The 2008 Crisis and Hidden Leverage in the System

The big banks in the mid 2000s had built these crazy complicated mortgage products that nobody really understood, and the leverage hidden inside them was way bigger than anyone admitted. When the housing market cracked, the whole financial system nearly went down, and right now there are similar warnings about hidden leverage in private credit markets that have grown to over two trillion dollars.
The Tulip Mania of 1637 and Pure Speculation

People in the Netherlands once paid the price of an entire house for a single tulip bulb because they were convinced prices would just keep climbing forever. That whole thing collapsed in a few weeks, and you can honestly see the same pattern playing out today in some of the wilder corners of crypto and meme stocks where people are buying things based purely on hype.
The 1987 Black Monday and Automated Selling

On October 19, 1987, the Dow dropped over twenty two percent in a single day partly because new computer trading programs all started selling at the same time and triggered a chain reaction. Today algorithmic trading and high frequency systems handle the majority of stock trades, which makes a lot of experts pretty nervous about what could happen if those systems all panic at once.
The Japanese Asset Bubble and Believing in a New Era

In the late 1980s, Japanese real estate and stocks shot up so high that the land under the Tokyo Imperial Palace was supposedly worth more than all of California combined. The crash that followed turned into thirty years of basically zero growth, and that should be a real warning to anyone who thinks any single country or asset class has somehow escaped the normal rules of finance.
The Long Term Capital Management Collapse and Hidden Risk

In 1998, a hedge fund run by literal Nobel Prize winning economists nearly took down the entire global financial system because their fancy mathematical models did not account for human panic. The lesson there is that complex models are only as good as their assumptions, which is something to remember when you hear about all the AI driven trading strategies running massive amounts of money today.
The 2020 Pandemic Crash and Fast Recoveries Hiding Real Damage

When markets tanked in March 2020 and then bounced back to record highs within months, a lot of folks assumed crashes are now quick events you can just ride out without much pain.

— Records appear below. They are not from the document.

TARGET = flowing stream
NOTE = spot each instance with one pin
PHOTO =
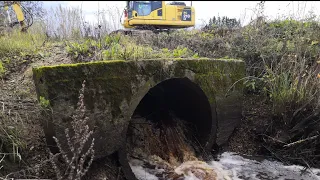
(229, 166)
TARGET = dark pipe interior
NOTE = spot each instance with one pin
(185, 99)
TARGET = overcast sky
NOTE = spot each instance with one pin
(242, 10)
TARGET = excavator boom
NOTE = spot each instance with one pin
(156, 15)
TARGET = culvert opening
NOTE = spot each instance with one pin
(171, 125)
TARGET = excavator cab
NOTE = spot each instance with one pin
(17, 8)
(158, 15)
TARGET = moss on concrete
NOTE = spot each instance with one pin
(114, 87)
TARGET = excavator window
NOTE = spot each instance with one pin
(144, 8)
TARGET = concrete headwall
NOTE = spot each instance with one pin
(115, 88)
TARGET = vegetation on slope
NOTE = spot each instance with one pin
(282, 58)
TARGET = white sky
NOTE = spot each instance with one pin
(242, 10)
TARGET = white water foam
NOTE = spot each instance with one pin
(234, 167)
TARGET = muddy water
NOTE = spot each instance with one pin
(166, 154)
(233, 167)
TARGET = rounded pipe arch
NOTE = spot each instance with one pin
(181, 95)
(195, 108)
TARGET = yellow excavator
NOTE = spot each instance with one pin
(157, 16)
(18, 10)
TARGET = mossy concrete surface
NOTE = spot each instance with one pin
(115, 88)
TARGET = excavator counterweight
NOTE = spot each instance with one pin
(157, 16)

But the rapid recovery was mostly fueled by trillions in government stimulus, and we are still dealing with the inflation hangover from all that money printing five years later.
The Common Pattern Across Every Single Bubble

If you look at all these crashes side by side, they pretty much always start with a real innovation or genuinely good idea that gets stretched way past anything that makes sense. The trick is spotting when reasonable optimism has quietly turned into pure greed, and the honest answer is that almost nobody catches it in real time because the party feels way too good to leave.
What This Should Mean for Your Own Money Today

I am not a financial advisor and you should definitely talk to one before making any big moves with your portfolio. But the basic playbook from history is pretty clear, and that means staying diversified, keeping some cash on hand, avoiding leverage you cannot easily pay back, and being super skeptical of anything promising guaranteed returns way above what the boring old market gives you.